Re: Crash in vacuum analyze

From
Robert L Mathews
Date:
At 9/6/01 6:34 PM, Jeff Boes <jboes@nexcerpt.com> wrote:

>In article <999558317.8648.1.camel@inspiron.cramers>, "Dave Cramer"
><Dave@micro-automation.net> wrote:
>
>> There is a bug in the glibc library that causes this. I think there is
>> some documentation on the list about it.
>
>Anybody have a pointer to more info about this?  How do I determine if
>this affects my system? (I'm having problems similar to this with VACUUM
>ANALYZE on one particular, long-row table.)

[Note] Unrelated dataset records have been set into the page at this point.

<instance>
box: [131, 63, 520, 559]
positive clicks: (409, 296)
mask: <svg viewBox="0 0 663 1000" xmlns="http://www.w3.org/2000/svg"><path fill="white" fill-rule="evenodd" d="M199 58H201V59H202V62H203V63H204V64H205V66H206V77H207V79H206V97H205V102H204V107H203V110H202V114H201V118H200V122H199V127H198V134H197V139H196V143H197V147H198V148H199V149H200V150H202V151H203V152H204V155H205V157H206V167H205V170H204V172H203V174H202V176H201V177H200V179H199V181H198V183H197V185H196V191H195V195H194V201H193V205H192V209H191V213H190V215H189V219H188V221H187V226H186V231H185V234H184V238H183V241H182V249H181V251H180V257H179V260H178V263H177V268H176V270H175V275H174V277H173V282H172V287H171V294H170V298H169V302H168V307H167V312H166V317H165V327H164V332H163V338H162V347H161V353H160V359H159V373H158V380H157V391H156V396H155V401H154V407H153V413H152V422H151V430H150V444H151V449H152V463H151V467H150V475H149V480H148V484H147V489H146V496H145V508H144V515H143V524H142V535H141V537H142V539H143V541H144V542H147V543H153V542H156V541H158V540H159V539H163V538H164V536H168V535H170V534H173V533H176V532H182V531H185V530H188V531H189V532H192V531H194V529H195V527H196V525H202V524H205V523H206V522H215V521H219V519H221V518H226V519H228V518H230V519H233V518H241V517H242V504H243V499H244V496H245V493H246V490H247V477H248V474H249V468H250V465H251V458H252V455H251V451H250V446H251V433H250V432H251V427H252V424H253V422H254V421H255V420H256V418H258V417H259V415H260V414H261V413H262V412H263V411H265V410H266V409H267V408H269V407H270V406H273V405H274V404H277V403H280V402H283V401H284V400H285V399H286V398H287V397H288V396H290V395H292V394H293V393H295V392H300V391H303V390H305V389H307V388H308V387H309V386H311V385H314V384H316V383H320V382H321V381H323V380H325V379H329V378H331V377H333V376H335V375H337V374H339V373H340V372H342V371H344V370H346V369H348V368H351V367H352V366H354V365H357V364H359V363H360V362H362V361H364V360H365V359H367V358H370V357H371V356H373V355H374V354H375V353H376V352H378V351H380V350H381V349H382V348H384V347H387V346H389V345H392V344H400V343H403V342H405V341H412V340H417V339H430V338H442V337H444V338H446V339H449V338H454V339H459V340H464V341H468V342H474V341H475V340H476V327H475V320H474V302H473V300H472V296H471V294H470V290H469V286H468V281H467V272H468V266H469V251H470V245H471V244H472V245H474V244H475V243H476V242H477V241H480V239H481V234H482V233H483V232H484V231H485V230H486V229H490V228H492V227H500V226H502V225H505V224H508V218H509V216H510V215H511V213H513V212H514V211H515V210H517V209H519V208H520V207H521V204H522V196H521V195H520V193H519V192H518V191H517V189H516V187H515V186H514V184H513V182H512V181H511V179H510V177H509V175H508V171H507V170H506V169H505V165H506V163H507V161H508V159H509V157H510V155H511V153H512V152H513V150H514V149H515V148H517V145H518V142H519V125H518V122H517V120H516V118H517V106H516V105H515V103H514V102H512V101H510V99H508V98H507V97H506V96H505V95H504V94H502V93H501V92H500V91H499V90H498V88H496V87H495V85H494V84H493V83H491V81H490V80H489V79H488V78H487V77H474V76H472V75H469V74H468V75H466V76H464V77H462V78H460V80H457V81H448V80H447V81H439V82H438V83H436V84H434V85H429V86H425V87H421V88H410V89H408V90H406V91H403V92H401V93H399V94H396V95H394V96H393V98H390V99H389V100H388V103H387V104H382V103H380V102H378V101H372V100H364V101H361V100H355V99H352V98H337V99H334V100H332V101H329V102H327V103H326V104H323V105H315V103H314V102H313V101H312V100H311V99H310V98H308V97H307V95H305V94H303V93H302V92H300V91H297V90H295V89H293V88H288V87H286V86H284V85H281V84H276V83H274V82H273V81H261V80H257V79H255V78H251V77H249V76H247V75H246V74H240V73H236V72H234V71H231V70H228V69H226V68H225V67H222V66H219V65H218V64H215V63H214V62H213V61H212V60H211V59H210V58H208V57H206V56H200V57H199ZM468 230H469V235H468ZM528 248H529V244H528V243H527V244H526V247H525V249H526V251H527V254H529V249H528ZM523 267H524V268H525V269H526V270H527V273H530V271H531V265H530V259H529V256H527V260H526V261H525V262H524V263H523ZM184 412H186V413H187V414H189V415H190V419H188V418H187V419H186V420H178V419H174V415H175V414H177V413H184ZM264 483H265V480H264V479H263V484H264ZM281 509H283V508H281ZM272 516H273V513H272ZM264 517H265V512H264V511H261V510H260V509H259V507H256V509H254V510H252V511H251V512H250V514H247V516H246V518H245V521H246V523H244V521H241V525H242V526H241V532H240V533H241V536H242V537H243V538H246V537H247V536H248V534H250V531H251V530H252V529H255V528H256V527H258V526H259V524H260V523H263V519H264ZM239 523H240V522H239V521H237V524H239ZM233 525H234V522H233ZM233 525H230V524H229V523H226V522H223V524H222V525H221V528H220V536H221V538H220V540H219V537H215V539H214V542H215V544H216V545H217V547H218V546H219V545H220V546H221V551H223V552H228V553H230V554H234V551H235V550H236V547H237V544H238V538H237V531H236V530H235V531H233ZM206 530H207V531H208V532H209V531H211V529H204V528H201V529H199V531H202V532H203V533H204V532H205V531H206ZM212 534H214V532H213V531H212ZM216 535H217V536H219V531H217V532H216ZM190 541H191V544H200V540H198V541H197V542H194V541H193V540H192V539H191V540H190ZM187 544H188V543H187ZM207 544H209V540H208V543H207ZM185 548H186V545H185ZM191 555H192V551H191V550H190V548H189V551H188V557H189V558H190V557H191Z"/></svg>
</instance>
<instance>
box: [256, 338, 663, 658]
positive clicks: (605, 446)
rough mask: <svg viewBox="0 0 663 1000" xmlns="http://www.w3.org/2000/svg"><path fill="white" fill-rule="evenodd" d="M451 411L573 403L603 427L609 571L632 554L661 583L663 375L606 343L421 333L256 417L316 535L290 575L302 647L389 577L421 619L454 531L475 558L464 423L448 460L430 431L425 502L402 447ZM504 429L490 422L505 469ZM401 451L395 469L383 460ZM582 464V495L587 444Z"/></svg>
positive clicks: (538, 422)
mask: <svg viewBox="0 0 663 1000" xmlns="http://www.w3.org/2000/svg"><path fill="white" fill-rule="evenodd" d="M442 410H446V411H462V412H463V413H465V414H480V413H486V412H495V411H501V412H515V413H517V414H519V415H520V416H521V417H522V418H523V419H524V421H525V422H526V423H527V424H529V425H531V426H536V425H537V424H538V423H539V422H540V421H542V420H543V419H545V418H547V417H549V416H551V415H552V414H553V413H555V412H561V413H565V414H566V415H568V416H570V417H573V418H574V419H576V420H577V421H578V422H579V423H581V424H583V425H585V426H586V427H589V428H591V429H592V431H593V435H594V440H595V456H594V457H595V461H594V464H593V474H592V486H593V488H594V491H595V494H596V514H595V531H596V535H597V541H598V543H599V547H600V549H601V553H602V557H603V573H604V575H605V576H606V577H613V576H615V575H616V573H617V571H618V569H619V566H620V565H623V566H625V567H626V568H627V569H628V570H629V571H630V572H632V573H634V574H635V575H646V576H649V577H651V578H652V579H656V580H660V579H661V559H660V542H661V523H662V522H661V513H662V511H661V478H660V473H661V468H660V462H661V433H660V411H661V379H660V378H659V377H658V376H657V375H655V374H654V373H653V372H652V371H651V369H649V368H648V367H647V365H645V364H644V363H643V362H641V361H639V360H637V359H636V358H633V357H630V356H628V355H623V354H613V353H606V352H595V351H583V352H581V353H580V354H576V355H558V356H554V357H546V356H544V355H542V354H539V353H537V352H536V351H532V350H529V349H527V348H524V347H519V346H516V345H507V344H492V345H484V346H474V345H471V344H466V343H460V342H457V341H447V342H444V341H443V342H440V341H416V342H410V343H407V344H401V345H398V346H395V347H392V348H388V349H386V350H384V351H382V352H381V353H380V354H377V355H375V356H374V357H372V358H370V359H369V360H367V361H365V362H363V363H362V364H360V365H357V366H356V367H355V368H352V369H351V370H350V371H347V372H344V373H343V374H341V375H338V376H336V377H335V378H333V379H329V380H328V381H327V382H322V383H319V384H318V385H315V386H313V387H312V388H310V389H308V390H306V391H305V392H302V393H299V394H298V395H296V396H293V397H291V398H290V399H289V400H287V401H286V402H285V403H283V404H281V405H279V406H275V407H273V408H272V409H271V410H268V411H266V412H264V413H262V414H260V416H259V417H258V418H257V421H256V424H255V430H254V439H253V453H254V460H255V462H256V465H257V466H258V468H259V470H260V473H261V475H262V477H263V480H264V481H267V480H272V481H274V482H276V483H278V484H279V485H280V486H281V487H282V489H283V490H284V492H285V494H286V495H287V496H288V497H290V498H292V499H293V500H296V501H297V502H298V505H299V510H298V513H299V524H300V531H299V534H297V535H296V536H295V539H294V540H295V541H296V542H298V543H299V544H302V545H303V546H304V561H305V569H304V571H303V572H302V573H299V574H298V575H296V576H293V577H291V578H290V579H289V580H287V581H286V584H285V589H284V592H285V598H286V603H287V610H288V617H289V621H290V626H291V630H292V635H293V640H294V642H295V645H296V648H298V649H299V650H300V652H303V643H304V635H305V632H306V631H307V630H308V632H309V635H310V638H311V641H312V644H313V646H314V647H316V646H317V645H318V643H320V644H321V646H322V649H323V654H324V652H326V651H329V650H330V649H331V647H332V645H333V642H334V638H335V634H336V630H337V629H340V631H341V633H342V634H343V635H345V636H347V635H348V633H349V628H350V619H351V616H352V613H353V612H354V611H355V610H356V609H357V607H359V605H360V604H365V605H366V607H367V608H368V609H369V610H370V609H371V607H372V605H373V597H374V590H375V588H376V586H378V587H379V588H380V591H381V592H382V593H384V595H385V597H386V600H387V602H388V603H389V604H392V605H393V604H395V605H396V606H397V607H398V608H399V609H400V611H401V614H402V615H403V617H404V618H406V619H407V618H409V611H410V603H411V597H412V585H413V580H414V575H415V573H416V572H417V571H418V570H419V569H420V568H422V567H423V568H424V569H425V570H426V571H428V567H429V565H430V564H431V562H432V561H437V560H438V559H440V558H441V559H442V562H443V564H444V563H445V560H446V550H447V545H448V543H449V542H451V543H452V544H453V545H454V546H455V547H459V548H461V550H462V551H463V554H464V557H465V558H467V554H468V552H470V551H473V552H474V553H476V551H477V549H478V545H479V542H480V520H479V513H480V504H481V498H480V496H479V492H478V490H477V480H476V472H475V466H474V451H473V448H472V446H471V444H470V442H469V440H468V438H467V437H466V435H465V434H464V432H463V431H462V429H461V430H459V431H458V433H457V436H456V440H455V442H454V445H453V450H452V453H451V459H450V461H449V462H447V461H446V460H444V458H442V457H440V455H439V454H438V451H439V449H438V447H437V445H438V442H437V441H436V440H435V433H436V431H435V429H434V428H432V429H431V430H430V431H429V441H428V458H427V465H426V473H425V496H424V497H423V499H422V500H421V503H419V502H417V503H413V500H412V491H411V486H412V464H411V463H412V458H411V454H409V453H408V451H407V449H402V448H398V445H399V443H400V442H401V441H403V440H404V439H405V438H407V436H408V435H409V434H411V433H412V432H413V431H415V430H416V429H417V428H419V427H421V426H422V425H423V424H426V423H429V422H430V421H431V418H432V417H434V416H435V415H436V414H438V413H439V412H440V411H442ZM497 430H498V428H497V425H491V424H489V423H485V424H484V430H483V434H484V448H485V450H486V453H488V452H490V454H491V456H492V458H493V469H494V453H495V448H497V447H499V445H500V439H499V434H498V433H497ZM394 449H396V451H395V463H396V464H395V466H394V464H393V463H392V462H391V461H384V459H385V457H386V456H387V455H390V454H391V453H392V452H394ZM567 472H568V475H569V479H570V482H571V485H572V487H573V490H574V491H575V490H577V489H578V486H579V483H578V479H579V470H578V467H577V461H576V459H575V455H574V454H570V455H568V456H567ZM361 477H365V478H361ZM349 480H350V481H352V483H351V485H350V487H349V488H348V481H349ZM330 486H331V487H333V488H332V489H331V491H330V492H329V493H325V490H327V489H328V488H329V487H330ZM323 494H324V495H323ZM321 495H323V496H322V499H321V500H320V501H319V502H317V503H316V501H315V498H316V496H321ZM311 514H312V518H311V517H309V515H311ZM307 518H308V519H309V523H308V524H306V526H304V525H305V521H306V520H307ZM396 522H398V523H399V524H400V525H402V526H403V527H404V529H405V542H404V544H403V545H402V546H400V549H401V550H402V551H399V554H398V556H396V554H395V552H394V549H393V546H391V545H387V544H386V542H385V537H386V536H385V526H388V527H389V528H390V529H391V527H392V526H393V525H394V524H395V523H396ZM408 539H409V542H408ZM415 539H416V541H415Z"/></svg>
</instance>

That sounds like it's probably it (especially if you can do a normal
vacuum with no trouble). If you're using glibc version 2.2.2 or earlier,
your machine is vulnerable.

The solution is to upgrade to glibc 2.2.3 or later.

--
Robert L Mathews, Tiger Technologies


Re: Crash in vacuum analyze

From
Tom Lane
Date:
"Jeff Boes" <jboes@nexcerpt.com> writes:
> In article <999558317.8648.1.camel@inspiron.cramers>, "Dave Cramer"
> <Dave@micro-automation.net> wrote:
>> There is a bug in the glibc library that causes this. I think there is
>> some documentation on the list about it.

> Anybody have a pointer to more info about this?

See the thread starting at

http://fts.postgresql.org/db/mw/msg.html?mid=1021209

Bottom line is that strcoll() is broken in glibc versions before 2.2.3.
If you are running a Postgres installation with locale support compiled
in, then you are vulnerable to this bug.

This may or may not explain your particular problem, of course, but
it's a good thing to check before digging further.

            regards, tom lane